“Alcune realtà non dispongono di una sede stabile, come per i muridi senegalesi, che affittano una ex-palestra oppure i locali della Galleria d’arte moderna. E c’è persino chi, come i Giovani Musulmani d’Italia, utilizza per i propri incontri la sede della sezione di un partito politico”. Uno studio del Centro Interculturale – Città di Torino
Sul sito ufficiale della Città, www.comune.torino.it, ampie sezioni sono dedicate alle culture e alle fedi che popolano Torino. Particolarmente documentati e interessanti gli interventi di Javier Gonzàlez Dìez, antropologo e ricercatore presso il Centro Interculturale di Corso Taranto 160, incentrati sulle religioni presenti in città. A proposito del mondo islamico torinese lo studioso cita due importanti ricerche sociologiche (Garelli 2001, Negri e Scaranari Introvigne 2005), dalle quali emerge la consistenza dell’islam a Torino: “ci sono almeno nove luoghi di preghiera – scrive Gonzàlez Dìez – la maggior parte dei quali con relativi annessi (scuole coraniche, spazi per incontri). Sono poi ormai innumerevoli i tipi di locali che girano intorno a quest’ambito, come per esempio le macellerie islamiche. Gli studi condotti a Torino fanno luce anche su un altro aspetto del mondo islamico che molto spesso viene sottovalutato o disconosciuto: la sua forte eterogeneità interna. L’islam, infatti, è ben lontano dall’essere una realtà uniforme e presenta al proprio interno tratti molto diversi. Proprio per questo molti autori tendono a parlare di un “islam plurale” più che di un unico islam”.
Lo studio del Centro Interculturale prende poi in esame le sale di preghiera esistenti in città, spesso collegate con associazioni transnazionali islamiche: Fratelli Musulmani nelle varie correnti, salafiti e wahhabiti. La composizione etnica è diversificata ma i marocchini sono il gruppo predominante. L’ islam senegalese è probabilmente l’unico ad avere una forte base etnica ed è presente con le tradizionali confraternite, in primis quella muride.

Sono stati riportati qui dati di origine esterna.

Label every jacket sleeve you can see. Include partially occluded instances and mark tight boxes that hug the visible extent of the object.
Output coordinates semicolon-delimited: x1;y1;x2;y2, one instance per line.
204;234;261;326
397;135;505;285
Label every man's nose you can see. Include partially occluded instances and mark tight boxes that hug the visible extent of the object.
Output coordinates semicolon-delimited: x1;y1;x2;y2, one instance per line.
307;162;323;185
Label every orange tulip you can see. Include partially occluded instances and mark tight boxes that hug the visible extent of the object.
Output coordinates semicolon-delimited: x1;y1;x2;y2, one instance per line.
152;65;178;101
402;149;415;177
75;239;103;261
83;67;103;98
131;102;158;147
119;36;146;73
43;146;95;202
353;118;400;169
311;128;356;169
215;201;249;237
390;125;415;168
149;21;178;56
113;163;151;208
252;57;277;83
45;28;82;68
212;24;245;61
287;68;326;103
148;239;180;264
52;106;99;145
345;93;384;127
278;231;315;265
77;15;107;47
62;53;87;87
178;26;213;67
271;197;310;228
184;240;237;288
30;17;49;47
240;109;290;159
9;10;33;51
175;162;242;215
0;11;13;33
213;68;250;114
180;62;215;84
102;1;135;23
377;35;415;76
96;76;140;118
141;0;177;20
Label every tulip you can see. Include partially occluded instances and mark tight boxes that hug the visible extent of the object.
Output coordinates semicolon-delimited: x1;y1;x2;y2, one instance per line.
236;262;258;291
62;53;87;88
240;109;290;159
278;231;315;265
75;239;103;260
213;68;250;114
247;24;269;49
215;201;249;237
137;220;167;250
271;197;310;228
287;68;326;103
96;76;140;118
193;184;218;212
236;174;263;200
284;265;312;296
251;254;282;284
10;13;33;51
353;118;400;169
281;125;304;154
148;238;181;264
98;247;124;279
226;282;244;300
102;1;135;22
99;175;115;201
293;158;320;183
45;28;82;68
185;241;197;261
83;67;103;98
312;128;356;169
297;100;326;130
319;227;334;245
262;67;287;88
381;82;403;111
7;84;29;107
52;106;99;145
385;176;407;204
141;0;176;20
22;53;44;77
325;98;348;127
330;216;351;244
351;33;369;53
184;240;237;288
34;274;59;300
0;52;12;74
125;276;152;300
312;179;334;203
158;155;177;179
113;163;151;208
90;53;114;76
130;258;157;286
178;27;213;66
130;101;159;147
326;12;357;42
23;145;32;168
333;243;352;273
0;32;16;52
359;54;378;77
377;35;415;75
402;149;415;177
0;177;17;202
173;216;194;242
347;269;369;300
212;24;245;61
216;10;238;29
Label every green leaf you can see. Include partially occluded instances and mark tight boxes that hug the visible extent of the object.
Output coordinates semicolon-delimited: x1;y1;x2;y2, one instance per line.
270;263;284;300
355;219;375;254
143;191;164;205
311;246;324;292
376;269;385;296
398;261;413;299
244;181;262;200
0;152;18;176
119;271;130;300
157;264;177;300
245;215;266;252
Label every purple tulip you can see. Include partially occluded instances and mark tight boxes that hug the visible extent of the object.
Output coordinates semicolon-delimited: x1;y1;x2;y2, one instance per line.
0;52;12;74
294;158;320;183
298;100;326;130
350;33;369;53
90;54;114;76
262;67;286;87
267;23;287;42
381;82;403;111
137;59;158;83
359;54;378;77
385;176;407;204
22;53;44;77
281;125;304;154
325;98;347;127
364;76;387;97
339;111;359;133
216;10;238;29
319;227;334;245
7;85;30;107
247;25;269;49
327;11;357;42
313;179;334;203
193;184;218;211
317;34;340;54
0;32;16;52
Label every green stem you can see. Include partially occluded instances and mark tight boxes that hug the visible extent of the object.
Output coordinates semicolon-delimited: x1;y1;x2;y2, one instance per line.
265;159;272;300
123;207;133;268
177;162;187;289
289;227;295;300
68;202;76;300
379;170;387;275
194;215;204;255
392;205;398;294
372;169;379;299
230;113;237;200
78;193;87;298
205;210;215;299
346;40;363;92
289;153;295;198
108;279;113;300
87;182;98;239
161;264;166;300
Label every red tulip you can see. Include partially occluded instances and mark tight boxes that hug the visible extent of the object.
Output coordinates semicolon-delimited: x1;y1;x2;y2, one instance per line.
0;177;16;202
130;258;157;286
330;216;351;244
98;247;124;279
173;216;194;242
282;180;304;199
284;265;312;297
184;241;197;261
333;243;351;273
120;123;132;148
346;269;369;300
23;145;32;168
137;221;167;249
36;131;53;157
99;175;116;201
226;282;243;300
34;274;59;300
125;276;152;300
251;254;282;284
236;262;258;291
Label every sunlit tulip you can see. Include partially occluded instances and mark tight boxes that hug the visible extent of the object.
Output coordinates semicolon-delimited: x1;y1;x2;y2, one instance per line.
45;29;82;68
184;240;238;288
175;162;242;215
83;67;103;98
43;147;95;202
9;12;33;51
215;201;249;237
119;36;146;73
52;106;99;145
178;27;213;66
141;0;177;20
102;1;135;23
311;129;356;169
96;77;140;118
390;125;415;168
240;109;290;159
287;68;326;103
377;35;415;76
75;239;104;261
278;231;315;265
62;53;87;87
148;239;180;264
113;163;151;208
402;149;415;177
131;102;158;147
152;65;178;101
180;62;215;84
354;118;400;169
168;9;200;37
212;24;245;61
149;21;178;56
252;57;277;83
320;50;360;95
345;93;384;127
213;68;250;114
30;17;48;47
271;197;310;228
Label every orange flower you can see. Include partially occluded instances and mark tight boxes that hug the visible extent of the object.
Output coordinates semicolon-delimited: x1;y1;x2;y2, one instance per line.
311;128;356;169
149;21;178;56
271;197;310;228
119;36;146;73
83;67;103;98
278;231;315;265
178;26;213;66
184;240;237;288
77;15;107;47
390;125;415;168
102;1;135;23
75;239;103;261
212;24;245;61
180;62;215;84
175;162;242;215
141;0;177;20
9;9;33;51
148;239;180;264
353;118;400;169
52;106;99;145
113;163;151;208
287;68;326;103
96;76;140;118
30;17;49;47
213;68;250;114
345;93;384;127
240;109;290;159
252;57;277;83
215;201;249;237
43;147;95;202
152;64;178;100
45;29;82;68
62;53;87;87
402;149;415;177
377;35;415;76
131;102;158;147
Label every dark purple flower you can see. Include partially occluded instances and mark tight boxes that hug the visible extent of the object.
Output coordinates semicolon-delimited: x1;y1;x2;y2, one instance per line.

“Le comunità islamiche di Torino non dispongono di vere e proprie moschee nel senso tradizionale del termine – spiega ancora Gonzàlez Dìez ma spazi di culto allestiti nei locali più vari, da scantinati a capannoni ad altro tipo di edifici. Alcune comunità non dispongono ancora di una sede stabile, come è il caso dei muridi senegalesi, che affittano ad ore il locale di una ex-palestra oppure, nelle occasioni più importanti, i locali della Galleria d’arte moderna e contemporanea. E c’è persino il caso di chi, come l’associazione dei Giovani Musulmani d’Italia, utilizza per i propri incontri, anche di preghiera, la sede della sezione di un partito politico. I luoghi di culto delle comunità islamiche sunnite sono prevalentemente concentrati in due quartieri, San Salvario e Porta Palazzo, che sono anche i quartieri che, secondo i dati dell’Osservatorio Interistituzionale sugli Stranieri in Provincia di Torino, registrano una più alta concentrazione di immigrati maghrebini. Un dato interessante emerge dalle ultime ricerche: è che soltanto una piccola parte dei potenziali “islamici” residenti a Torino frequenta le sale di preghiera, percentuale che lo studio di Negri e Scaranari Introvigne (2005) colloca intorno al 4% nei periodi normali e intorno al 7% durante il periodo di ramadan. Questa cifra, pur tenendo in conto la mancanza delle donne, che raramente frequentano le sale di preghiera e il fatto che le preghiere si celebrano di venerdì, giorno lavorativo, appare comunque molto bassa e ci illustra la differenza cui accennavamo prima fra una presenza religiosa “potenziale” e una “reale”.
Il modo di porsi a livello locale dell’islam a Torino è – secondo lo studio – condizionato dal trovarsi in un contesto sociale diverso da quello di origine. Si evidenziano, inoltre, spinte verso l’esterno che puntano a meglio codificare la presenza islamica nella nostra società. “Questo è per esempio ciò che viene esemplificato dal caso dell’associazione dei Giovani Musulmani d’Italia – si legge ancora nel lavoro del Centro Interculturale – che è stato oggetto di una delle nostre ricerche, all’interno della quale è molto presente il tema della costruzione di ciò che viene definito un “Islam italiano”. Questo dovrebbe essere una realtà che adegui i propri contenuti alla società italiana. Ci sembra importante segnalare in questa ricerca come la presenza islamica sia oggetto di maggiori dibattiti, interni ed esterni, di quanto non lo siano le altre comunità religiose di immigrati in Piemonte e come ci sia una tendenza a voler semplificare la questione senza considerare proprio la natura “plurale” ed eterogenea del mondo islamico a Torino”.